The last report of the Consortium (as of January 10) It offers data that is not representative of the behavior of Ómicron in Mexico, but it is indicative, and there is no doubt: the virus’s journey has been relentless.
Thus, in just a few days it flew through the Western region (Colima, Nayarit, Jalisco, Michoacán) since almost 100% of the sequenced samples were from Ómicron; in the South (Veracruz, Tabasco, Chiapas, Oaxaca, and Guerrero) and Southeast (Yucatán, Campeche, Quintana Roo), the rate was 90%; 75% in the Center-South (Hidalgo, Puebla, Tlaxcala, Morelos, State of Mexico and CDMX); 50% in the Northwest (Baja California, Baja California Sur, Sonora, Sinaloa, Durango and Chihuahua); in the Northeast (Coahuila, Nuevo León and Tamaulipas) it barely appeared with 15%; while in the Center-North (Zacatecas, SLP, Guanajuato, Querétaro, Aguascalientes) he did not paint (perhaps because that region is where the least number of samples come from).
Tomorrow, Tuesday, January 18, there will be an update of this report and it is expected that the new batches will have an exponential growth.
Is there any chance of Omicron sub-lineages emerging?
More than 15 years ago, a phylodynamic model was established to understand the conditions that allow seasonal influenza to have a higher probability of antigenic shift. This model, adopted by some researchers in the current context of the pandemic, suggests that:
When there is an unvaccinated population, the virus does not change antigenically or does so very little because there is no immune pressure for it to do so. But as there begins to be immune pressure, the probability that new variants will be generated increases.
So, there is a higher probability of having variants emerge when there is extensive virus replication and a medium selection force (infected people who have already been over 6 months and whose antibody levels have dropped and people immunized with a single doses, which already have antibodies but are not fully protected).
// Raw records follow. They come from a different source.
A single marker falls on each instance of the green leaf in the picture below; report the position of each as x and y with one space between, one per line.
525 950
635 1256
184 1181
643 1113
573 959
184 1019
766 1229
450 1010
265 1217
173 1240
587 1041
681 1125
Alpha, Delta, and variant B.1.1.519 (which was essentially a Mexican variant) all had sublineages, so the same is likely to be true of Omicron. “Right now we are starting and surely local variants will be generated, but we need at least 3-4 weeks to have a larger number of sequences and be able to see how it is behaving in the country,” says Carlos Arias.
While there are those who maintain that infections are already a scandal, which could quickly lead us to “herd immunity” and end this health nightmare, the truth is that this virus could continue to defend itself and decompose our future. As long as a high replication of the virus is maintained, as is being seen, and there is a percentage of the world’s population with a dose or is not vaccinated, the virus can escape this partial immunity and give rise to new lineages.
At the moment, there is nothing in particular that worries Omicron. “It is spreading rapidly and the characteristics of the virus do not suggest any particularity or anything to worry about, beyond the care that must be taken in general,” says Carlos Arias.
However, there is something that draws Ómicron’s attention: although it is the same virus, it has antigenic characteristics that make it behave like a new serotype.